# Minimum Number of Deletions Of a String

Another string question in our coding interview questions collection. It seems that string is getting really popular and many companies like Google, Facebook are asking about it in recent interviews.

After a second thought, this makes sense in fact. String is a quite flexible data structure and many concepts can be covered from a string problem like hash, memory and so on so forth. In addition, it’s also a data structure you’re gonna use almost every day. That’s why many string interview questions are quite relevant to real world projects.

In this post, we’re going to talk about topics including string manipulation, dictionary, time complexity etc. and in the end, I’ll summarize several commonly used techniques as before.

## Question

Given a dictionary and a word, find the minimum number of deletions needed on the word in order to make it a valid word.

For example, string “catn” needs one deletion to make it a valid word “cat” in the dictionary. And string “bcatn” needs two deletions.

Dictionary has always been an interesting topic in string interview problems, which is part of the reason I’d like to cover this here. Also, this question was asked by Google recently.

## Dictionary

Given that dictionary is so common in coding interview questions that I’d like to briefly summarize few strategies/techniques here.

• To store a dictionary, usually people will use data structures including Hash set, Trie or maybe just array.

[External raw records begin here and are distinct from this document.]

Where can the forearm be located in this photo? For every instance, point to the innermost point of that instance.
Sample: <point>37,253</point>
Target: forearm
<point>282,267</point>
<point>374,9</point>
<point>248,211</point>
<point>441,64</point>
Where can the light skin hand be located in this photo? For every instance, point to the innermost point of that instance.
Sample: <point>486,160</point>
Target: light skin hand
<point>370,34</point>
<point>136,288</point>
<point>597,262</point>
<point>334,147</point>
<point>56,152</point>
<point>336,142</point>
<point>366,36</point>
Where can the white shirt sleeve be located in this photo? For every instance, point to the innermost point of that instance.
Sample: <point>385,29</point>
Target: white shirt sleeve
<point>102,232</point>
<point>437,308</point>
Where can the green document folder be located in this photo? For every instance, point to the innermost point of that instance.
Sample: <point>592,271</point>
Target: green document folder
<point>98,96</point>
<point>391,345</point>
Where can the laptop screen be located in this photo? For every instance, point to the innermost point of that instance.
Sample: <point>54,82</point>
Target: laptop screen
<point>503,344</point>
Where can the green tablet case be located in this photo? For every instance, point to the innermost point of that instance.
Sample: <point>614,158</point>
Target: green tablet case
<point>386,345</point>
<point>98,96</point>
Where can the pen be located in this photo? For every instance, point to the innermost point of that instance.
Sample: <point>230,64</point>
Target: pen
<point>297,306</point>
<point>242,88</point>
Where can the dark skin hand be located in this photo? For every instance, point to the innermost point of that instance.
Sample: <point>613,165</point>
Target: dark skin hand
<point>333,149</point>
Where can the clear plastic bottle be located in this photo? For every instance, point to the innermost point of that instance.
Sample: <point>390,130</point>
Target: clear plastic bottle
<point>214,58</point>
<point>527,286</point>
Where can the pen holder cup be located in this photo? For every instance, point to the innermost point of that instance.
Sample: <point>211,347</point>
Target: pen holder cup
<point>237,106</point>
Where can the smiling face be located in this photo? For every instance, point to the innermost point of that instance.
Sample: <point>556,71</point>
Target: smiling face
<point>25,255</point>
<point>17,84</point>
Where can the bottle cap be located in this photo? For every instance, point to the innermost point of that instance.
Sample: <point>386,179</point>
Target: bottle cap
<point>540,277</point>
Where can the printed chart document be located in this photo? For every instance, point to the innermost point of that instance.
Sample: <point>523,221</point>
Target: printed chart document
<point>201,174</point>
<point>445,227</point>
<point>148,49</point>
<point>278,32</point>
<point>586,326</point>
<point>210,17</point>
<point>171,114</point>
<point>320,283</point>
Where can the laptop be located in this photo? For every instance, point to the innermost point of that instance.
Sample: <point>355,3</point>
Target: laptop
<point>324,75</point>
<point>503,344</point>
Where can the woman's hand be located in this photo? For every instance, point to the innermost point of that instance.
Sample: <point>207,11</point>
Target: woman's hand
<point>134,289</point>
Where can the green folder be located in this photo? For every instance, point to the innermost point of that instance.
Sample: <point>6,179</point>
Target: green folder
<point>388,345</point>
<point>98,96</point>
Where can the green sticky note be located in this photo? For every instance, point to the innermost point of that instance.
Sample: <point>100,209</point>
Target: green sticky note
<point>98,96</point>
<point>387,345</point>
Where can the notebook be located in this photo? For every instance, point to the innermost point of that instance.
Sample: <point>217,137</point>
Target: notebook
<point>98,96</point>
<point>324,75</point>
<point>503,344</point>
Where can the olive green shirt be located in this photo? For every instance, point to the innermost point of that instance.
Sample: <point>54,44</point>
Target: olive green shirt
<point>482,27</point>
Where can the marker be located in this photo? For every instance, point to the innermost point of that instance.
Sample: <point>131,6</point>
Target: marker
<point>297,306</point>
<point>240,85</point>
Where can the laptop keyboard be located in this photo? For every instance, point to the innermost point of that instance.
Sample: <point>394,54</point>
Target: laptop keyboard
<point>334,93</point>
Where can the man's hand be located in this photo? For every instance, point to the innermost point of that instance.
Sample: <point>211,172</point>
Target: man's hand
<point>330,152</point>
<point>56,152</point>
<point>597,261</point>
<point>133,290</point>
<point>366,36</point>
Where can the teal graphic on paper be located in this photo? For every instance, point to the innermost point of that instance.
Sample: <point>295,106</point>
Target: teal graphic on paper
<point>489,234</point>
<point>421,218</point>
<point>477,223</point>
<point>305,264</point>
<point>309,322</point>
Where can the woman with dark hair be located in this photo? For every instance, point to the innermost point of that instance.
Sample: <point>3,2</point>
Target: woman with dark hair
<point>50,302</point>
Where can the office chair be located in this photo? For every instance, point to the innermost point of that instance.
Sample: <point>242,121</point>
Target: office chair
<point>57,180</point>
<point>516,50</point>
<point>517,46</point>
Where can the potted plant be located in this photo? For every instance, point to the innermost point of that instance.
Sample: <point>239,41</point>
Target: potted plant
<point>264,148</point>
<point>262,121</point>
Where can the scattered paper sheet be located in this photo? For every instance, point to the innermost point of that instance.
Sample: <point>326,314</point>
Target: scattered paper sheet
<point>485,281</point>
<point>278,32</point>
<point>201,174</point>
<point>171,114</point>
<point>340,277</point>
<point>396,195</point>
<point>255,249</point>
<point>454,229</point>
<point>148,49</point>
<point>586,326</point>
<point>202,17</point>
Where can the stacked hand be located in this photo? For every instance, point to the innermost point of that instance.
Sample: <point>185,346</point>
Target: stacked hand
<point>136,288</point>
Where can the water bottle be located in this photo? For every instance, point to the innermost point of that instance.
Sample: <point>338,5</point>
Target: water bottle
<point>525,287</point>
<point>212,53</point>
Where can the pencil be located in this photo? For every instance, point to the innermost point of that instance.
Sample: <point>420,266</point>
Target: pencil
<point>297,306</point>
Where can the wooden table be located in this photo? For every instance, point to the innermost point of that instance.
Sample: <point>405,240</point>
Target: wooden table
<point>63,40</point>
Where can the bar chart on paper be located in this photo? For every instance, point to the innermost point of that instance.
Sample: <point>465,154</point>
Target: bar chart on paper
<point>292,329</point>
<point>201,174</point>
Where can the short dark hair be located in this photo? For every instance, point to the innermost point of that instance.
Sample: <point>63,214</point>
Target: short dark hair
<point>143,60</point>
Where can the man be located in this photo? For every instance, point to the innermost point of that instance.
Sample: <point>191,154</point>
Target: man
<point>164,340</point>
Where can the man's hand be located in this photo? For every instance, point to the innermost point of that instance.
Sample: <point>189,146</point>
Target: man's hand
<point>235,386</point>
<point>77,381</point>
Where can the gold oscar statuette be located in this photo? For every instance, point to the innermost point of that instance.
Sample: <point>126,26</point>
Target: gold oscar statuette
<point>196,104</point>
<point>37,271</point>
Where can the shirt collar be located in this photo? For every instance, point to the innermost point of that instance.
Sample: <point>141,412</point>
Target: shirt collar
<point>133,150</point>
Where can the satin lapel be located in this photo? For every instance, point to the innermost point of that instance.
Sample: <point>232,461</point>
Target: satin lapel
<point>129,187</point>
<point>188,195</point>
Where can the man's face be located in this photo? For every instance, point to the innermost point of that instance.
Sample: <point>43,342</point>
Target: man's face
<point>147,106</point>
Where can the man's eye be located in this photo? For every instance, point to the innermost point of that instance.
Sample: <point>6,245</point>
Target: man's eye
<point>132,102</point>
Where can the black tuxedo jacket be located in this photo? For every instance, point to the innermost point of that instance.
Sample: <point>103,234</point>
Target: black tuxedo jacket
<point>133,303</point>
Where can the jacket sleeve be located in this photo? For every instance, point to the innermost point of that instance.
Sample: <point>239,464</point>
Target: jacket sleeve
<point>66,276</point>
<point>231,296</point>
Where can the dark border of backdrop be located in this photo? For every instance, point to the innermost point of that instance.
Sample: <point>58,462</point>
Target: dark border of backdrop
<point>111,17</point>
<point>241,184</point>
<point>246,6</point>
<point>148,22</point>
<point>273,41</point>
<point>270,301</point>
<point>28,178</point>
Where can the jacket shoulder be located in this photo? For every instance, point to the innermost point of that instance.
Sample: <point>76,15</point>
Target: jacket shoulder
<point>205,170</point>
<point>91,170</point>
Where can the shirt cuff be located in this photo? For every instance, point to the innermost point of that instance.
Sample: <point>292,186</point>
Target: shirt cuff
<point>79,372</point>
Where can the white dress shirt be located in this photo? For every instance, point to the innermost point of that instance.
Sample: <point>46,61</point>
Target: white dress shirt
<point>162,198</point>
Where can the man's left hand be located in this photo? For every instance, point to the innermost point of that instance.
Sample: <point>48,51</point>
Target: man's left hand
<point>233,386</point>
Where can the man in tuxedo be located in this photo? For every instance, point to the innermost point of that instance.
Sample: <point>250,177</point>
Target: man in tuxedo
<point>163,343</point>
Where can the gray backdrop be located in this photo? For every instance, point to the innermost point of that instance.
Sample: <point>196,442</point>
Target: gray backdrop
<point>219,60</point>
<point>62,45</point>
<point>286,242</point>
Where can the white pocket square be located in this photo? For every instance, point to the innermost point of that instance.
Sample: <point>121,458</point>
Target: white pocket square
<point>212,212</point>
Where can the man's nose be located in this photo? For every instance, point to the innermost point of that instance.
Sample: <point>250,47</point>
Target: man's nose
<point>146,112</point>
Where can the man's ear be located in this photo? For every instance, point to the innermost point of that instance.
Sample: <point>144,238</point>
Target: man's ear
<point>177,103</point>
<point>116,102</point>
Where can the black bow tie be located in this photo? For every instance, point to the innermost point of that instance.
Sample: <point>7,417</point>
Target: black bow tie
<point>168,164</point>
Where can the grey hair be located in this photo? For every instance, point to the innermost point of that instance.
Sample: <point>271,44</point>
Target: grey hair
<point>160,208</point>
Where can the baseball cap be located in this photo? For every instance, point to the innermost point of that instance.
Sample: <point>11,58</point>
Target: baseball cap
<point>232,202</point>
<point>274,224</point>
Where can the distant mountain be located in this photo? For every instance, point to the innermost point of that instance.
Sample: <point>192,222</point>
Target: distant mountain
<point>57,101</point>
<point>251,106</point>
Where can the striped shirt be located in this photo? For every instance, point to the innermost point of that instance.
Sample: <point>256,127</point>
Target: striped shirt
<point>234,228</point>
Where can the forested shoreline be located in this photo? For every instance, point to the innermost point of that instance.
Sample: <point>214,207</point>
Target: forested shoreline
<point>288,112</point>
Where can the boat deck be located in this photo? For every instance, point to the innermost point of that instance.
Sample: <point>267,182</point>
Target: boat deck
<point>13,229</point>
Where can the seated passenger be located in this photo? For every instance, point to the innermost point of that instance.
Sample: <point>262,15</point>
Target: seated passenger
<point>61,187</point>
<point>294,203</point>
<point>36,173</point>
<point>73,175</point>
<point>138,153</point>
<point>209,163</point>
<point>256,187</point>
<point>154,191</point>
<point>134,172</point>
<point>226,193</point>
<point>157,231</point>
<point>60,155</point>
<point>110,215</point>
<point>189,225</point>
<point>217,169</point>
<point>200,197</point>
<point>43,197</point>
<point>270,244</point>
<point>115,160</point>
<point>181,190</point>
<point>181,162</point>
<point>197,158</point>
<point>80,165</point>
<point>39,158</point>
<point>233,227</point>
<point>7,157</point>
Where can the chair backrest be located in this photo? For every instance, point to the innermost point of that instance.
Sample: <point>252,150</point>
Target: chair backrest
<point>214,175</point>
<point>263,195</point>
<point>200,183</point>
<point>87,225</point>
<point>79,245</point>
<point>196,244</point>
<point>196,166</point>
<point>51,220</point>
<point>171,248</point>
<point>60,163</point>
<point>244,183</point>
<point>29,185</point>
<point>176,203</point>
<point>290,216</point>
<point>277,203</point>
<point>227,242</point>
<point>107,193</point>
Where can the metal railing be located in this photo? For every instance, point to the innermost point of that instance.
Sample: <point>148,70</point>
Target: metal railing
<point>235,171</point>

You’d better understand pros and cons of each of them.
• You may choose to have a pre-processing step to read the whole dictionary and store into your preferred data structure. Since once it’s loaded, you can use it as many times as you want.
• If the dictionary is not too large, you may take the dictionary traverse time as a constant.

## Traverse dictionary

Coming back to this problem, if we assume the dictionary can be traversed quickly (not too many entries), one approach is to go through each word in the dictionary, calculate the number deletions required, and return the minimum one.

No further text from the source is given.